I am wondering what damage have I done? Being the only male in a family of five, including my 89-year-old mother, who moved into our house in January, I do avoid being in a state of undress in front of anyone who is not my wife or our 15-month-old daughter.

I have developed the skills of a cat burglar when having to move dripping and towel-less through the house after a shower because those who were in the bathroom before me (the 89-year-old mother mercifully has her own bathroom) have not only each used at least two towels the size of a galleon sail but have removed them from the bathroom for reasons my imagination is too limited to conjure. Of course, I only discover this when reaching for the towel rail, which is as naked as me.

In the park the mother says that no such inhibitions exist in her house. Both she and her husband – a teacher, noch – have no need of the sonar instincts developed by me to judge whether my ten-year-old’s footsteps are approaching or receding from my bedroom door in order to leap into my trousers.
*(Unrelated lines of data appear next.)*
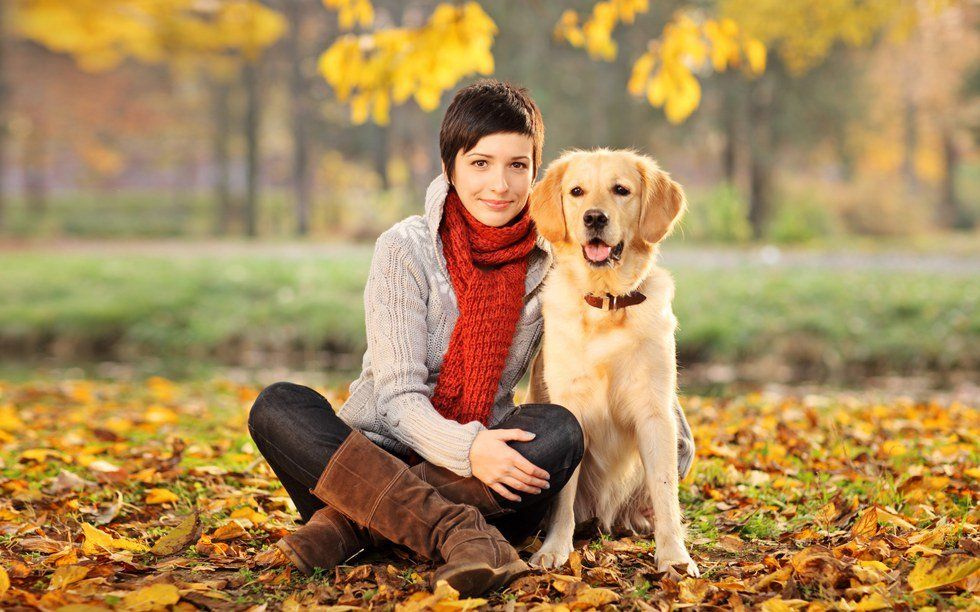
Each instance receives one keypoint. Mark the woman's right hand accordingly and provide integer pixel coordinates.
(499, 466)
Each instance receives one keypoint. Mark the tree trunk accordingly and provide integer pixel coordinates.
(299, 94)
(250, 74)
(951, 211)
(730, 108)
(3, 111)
(762, 155)
(35, 175)
(911, 144)
(220, 145)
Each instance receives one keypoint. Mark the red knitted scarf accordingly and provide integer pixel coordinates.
(487, 266)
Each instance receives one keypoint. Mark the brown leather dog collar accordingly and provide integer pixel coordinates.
(615, 301)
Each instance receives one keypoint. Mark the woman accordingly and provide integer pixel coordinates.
(453, 319)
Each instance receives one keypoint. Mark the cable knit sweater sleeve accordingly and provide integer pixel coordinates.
(395, 301)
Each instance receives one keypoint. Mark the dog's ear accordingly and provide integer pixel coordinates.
(663, 201)
(546, 206)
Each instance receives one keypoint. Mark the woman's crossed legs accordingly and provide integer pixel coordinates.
(297, 431)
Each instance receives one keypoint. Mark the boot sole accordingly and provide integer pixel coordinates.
(294, 558)
(478, 578)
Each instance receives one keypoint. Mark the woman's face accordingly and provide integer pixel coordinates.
(493, 178)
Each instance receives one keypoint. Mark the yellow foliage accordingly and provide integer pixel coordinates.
(373, 71)
(665, 73)
(100, 34)
(350, 11)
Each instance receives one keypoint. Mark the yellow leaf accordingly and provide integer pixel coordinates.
(932, 572)
(756, 52)
(594, 598)
(693, 590)
(161, 496)
(154, 597)
(251, 514)
(874, 601)
(178, 538)
(97, 541)
(41, 455)
(228, 531)
(867, 524)
(65, 576)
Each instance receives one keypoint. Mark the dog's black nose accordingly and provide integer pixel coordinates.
(595, 218)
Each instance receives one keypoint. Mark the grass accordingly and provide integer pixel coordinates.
(177, 315)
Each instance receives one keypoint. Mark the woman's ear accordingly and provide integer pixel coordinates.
(662, 203)
(546, 205)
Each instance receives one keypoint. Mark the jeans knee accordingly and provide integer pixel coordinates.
(570, 431)
(262, 414)
(559, 442)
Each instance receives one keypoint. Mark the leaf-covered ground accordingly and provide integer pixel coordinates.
(151, 496)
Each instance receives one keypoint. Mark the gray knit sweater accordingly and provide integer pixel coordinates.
(410, 310)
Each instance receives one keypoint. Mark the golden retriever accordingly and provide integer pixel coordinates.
(612, 361)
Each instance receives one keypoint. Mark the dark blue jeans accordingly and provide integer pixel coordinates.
(297, 431)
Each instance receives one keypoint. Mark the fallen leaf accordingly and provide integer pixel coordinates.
(153, 597)
(593, 598)
(932, 572)
(65, 576)
(161, 496)
(229, 531)
(178, 538)
(867, 524)
(97, 541)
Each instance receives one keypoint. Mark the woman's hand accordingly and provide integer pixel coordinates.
(499, 466)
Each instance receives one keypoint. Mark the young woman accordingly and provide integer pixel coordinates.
(429, 451)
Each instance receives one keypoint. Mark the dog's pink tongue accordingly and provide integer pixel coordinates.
(597, 251)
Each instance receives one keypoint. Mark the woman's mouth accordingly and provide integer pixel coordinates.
(497, 204)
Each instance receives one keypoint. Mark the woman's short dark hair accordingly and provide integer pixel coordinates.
(489, 107)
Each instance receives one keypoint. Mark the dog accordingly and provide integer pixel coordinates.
(608, 352)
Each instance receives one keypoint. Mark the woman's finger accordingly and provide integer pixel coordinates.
(504, 492)
(514, 434)
(517, 485)
(526, 478)
(521, 463)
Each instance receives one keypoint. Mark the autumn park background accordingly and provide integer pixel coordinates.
(189, 195)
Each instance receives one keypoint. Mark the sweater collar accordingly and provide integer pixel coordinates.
(539, 261)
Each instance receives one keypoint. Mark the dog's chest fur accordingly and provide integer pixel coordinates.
(593, 367)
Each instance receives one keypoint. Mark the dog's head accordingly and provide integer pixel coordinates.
(605, 201)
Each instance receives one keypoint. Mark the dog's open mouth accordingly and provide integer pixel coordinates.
(598, 253)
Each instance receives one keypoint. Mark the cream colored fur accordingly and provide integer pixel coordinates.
(615, 370)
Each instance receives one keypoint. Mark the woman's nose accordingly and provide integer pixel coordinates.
(500, 182)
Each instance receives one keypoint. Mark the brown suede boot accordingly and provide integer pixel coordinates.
(329, 538)
(379, 492)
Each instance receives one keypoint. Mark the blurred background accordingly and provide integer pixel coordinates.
(193, 187)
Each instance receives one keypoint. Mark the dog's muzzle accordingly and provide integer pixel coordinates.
(598, 253)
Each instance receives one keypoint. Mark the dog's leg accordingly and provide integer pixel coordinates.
(561, 527)
(657, 435)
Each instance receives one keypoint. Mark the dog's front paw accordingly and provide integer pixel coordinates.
(677, 556)
(552, 555)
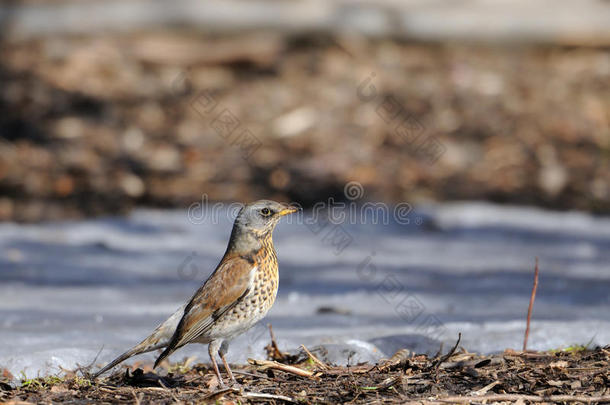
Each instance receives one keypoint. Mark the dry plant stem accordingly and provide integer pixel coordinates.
(260, 395)
(451, 352)
(531, 306)
(267, 364)
(530, 398)
(317, 361)
(278, 353)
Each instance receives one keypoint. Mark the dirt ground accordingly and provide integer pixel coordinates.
(576, 375)
(99, 125)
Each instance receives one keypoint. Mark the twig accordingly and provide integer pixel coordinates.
(261, 395)
(267, 364)
(277, 353)
(399, 358)
(530, 398)
(531, 306)
(448, 355)
(318, 362)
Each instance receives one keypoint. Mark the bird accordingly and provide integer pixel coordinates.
(238, 294)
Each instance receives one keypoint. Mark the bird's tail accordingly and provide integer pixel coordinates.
(157, 340)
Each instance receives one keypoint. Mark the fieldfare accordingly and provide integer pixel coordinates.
(237, 295)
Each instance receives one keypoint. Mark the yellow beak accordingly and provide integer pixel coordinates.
(288, 210)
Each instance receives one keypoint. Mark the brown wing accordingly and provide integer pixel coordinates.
(221, 292)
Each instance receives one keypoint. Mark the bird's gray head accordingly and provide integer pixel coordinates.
(256, 221)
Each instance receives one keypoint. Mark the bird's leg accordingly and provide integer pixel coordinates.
(212, 349)
(224, 348)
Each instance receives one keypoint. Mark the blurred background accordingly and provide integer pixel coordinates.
(489, 118)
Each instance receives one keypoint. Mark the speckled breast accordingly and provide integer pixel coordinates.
(254, 306)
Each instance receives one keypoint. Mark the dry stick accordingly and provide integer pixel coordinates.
(529, 310)
(448, 355)
(317, 361)
(530, 398)
(267, 364)
(278, 354)
(261, 395)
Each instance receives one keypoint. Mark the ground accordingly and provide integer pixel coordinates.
(575, 374)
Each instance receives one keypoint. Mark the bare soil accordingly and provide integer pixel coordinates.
(574, 376)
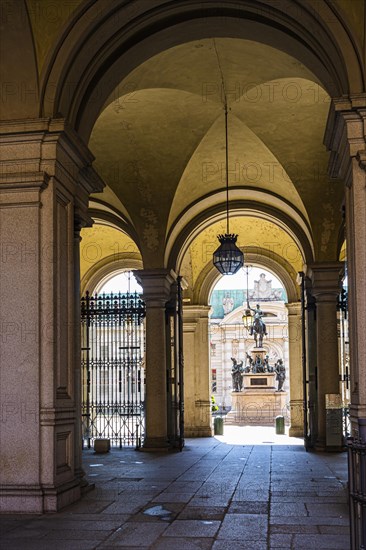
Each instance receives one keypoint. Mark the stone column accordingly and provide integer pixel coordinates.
(197, 379)
(45, 175)
(325, 288)
(80, 221)
(346, 139)
(156, 284)
(311, 363)
(295, 369)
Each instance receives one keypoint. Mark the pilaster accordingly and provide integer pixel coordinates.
(346, 139)
(45, 177)
(296, 374)
(156, 285)
(197, 371)
(326, 283)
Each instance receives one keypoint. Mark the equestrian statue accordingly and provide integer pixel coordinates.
(258, 328)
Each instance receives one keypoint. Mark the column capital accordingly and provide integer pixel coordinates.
(345, 136)
(50, 147)
(326, 279)
(156, 284)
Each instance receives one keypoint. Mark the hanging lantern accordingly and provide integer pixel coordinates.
(228, 258)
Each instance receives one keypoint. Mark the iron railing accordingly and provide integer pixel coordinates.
(112, 329)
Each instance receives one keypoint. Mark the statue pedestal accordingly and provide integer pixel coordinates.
(259, 403)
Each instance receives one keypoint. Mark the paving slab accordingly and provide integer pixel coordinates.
(192, 528)
(248, 527)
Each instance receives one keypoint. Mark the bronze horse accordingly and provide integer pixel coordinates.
(258, 330)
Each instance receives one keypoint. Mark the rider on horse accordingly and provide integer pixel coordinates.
(257, 320)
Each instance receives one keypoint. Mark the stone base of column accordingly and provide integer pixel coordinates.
(297, 418)
(33, 499)
(321, 446)
(295, 431)
(157, 444)
(197, 431)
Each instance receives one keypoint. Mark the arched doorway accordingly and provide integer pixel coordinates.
(231, 339)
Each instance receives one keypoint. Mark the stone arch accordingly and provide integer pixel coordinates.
(299, 233)
(98, 48)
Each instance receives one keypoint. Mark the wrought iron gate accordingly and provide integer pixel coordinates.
(112, 332)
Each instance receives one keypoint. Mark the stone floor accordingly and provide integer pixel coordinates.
(249, 489)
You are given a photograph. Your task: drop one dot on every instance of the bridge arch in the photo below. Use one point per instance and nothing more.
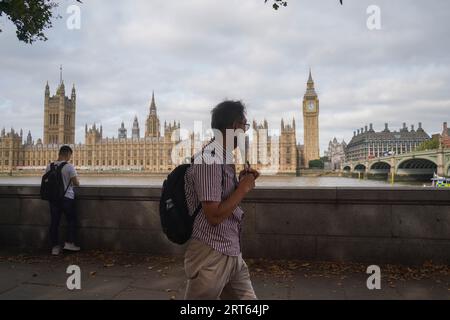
(380, 165)
(417, 166)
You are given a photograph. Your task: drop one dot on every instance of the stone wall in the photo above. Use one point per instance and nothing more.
(375, 225)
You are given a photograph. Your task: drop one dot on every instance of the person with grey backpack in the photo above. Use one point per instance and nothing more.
(57, 188)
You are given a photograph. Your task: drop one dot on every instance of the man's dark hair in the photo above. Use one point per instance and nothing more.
(226, 113)
(65, 150)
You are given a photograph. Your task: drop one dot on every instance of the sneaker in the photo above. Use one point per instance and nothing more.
(56, 250)
(71, 247)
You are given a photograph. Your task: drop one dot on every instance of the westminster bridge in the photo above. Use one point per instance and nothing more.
(418, 164)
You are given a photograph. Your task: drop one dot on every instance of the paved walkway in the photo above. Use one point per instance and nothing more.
(132, 276)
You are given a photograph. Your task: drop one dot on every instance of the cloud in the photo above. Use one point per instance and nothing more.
(194, 53)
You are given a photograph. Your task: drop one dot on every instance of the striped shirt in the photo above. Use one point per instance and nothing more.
(203, 182)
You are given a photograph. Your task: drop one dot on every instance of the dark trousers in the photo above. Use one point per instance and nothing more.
(56, 210)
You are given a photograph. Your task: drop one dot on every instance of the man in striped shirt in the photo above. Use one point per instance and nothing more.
(213, 259)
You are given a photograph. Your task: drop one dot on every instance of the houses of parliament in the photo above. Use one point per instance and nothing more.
(152, 153)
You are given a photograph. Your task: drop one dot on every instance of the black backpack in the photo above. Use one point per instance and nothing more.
(52, 184)
(176, 221)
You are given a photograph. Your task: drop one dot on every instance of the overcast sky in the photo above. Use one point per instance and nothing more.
(195, 53)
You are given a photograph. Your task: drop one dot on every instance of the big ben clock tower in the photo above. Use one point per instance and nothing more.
(311, 123)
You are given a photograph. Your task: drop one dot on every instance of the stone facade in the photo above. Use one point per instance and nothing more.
(445, 136)
(367, 144)
(311, 123)
(153, 153)
(336, 154)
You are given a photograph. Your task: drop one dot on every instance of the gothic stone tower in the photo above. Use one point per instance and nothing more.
(311, 123)
(59, 116)
(152, 126)
(288, 148)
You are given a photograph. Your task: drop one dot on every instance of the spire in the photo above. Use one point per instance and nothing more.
(47, 89)
(153, 105)
(310, 91)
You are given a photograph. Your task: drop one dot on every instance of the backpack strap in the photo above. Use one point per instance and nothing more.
(59, 168)
(197, 210)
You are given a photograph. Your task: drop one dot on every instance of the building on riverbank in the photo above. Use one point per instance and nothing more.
(367, 144)
(157, 152)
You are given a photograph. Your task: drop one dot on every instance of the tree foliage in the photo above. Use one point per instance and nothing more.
(283, 3)
(30, 17)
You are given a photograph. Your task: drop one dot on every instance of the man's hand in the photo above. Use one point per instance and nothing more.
(244, 172)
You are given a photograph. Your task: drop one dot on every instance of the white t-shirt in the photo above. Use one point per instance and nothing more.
(68, 172)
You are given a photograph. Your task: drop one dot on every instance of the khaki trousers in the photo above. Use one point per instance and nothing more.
(213, 275)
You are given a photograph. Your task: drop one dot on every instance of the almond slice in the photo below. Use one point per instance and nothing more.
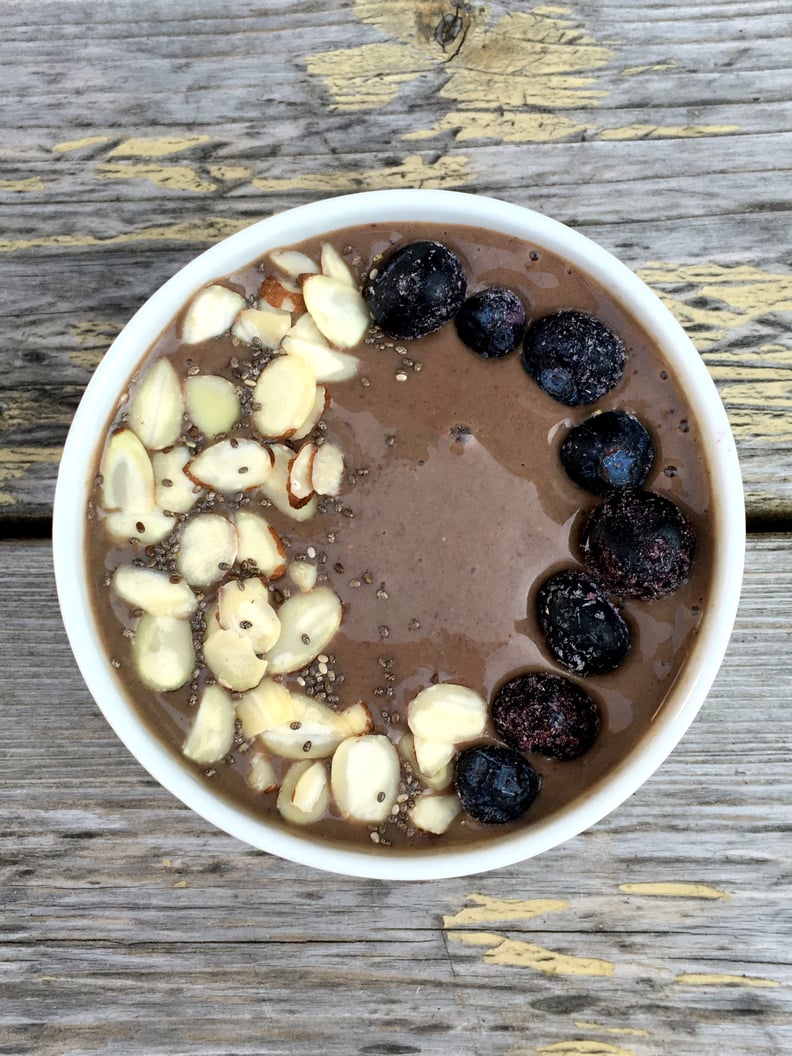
(211, 733)
(284, 393)
(243, 605)
(447, 713)
(275, 487)
(231, 466)
(337, 308)
(153, 592)
(163, 652)
(299, 487)
(128, 477)
(212, 403)
(147, 528)
(304, 794)
(364, 777)
(208, 549)
(335, 266)
(173, 489)
(156, 408)
(232, 660)
(314, 732)
(265, 706)
(261, 774)
(308, 622)
(260, 544)
(327, 470)
(266, 325)
(434, 813)
(210, 314)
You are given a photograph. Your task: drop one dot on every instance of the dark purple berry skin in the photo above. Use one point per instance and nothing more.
(495, 785)
(638, 544)
(573, 357)
(609, 450)
(491, 323)
(583, 629)
(546, 714)
(417, 288)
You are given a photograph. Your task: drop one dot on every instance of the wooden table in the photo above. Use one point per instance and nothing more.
(135, 135)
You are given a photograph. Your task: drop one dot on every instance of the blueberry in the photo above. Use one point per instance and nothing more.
(609, 450)
(418, 288)
(583, 629)
(547, 714)
(491, 322)
(638, 544)
(494, 784)
(573, 357)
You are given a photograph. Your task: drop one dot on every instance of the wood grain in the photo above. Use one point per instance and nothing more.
(131, 925)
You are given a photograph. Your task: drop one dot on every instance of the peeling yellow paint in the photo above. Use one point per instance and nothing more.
(22, 186)
(702, 979)
(666, 131)
(205, 229)
(89, 140)
(519, 954)
(174, 177)
(156, 146)
(486, 909)
(674, 889)
(413, 171)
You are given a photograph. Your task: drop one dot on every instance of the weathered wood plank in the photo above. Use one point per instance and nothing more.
(130, 925)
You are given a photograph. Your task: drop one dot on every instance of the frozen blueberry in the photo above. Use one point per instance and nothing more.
(583, 629)
(416, 289)
(491, 322)
(638, 544)
(573, 357)
(609, 450)
(546, 714)
(495, 784)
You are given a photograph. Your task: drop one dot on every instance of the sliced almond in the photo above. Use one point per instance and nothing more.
(267, 325)
(294, 263)
(299, 486)
(211, 733)
(260, 544)
(153, 592)
(163, 652)
(447, 713)
(314, 732)
(128, 477)
(207, 549)
(338, 309)
(275, 487)
(232, 660)
(434, 813)
(211, 313)
(327, 470)
(266, 706)
(335, 266)
(308, 623)
(173, 489)
(261, 774)
(147, 528)
(243, 605)
(284, 393)
(212, 403)
(304, 794)
(364, 777)
(231, 466)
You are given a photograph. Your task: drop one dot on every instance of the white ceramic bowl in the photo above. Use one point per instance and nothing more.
(99, 400)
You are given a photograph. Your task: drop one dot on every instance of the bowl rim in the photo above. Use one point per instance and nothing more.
(325, 217)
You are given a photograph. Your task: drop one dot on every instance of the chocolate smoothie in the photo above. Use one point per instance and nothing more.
(453, 510)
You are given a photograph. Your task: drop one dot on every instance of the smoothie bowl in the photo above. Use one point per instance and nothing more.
(400, 534)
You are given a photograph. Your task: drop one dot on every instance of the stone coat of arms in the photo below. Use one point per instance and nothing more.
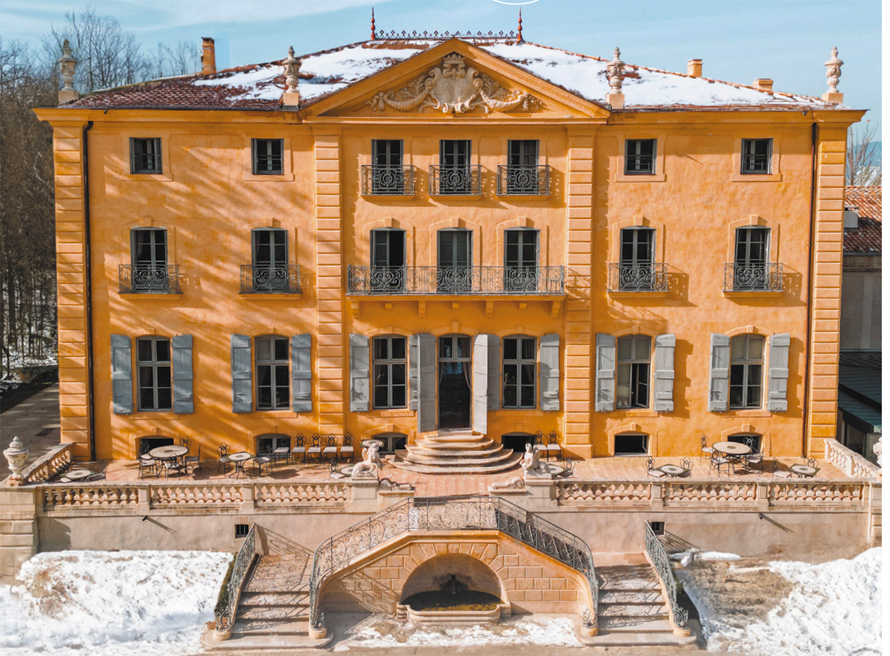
(453, 87)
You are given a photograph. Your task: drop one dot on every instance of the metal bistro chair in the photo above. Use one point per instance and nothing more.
(299, 448)
(315, 449)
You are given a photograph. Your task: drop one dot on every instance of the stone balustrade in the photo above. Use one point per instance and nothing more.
(849, 462)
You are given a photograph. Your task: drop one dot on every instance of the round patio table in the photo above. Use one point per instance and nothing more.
(732, 449)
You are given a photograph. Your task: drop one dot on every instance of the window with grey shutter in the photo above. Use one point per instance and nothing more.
(426, 400)
(664, 372)
(778, 372)
(301, 372)
(242, 391)
(359, 373)
(548, 354)
(121, 375)
(718, 388)
(605, 373)
(183, 390)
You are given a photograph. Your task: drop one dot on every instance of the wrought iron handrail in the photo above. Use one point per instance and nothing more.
(387, 180)
(531, 180)
(479, 513)
(456, 180)
(231, 588)
(457, 281)
(277, 279)
(662, 565)
(637, 277)
(752, 278)
(148, 279)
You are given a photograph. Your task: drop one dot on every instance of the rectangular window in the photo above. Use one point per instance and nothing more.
(154, 373)
(520, 369)
(390, 372)
(268, 156)
(639, 157)
(145, 155)
(632, 389)
(757, 156)
(272, 373)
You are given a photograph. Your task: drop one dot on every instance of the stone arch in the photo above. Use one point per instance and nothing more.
(433, 574)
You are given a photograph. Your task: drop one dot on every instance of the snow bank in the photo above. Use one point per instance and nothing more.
(834, 608)
(126, 603)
They just get on with things. Blimey, said the other dad. I’m always fully dressed around my daughters. I once told my visiting brother-in-law to get back into his bedroom because he was walking around in shorts. At least I’m not that neurotic, I gratefully thought.

It is an odd thing, modesty. In our house our doors do close and the notion of knocking has been mentioned. But on the mad school mornings where something essential like a water bottle or homework can be left in any corner of any room, such rules have little effect. I suspect that if you decide it doesn’t much matter, nobody minds if you are naked when in your own bedroom. But once the decision has been made to keep the flesh unseen, blind panic takes hold at the prospect of those footsteps approaching while in (a completely reasonable) state of undress.

My guess is that deep down I have a fear that if I am seen by my eldest daughter while standing on one leg with the other half way through a pair of boxers, this can only result in a loss of parental authority. Children are like dogs. They can sense fear, which in my case once resulted in cries of almost vomit-inducing disgust when the ten-year-old saw me doing what every human does every morning – getting dressed. My fellow parents, the teacher and his wife, have no such qualms so can be as buff as a Lucian Freud painting in front of their children and receive no ridicule, and lose none of the respect in which they are held. Well, except perhaps a little by me. A corner of my brain now involuntarily pictures them naked every time we meet in the park.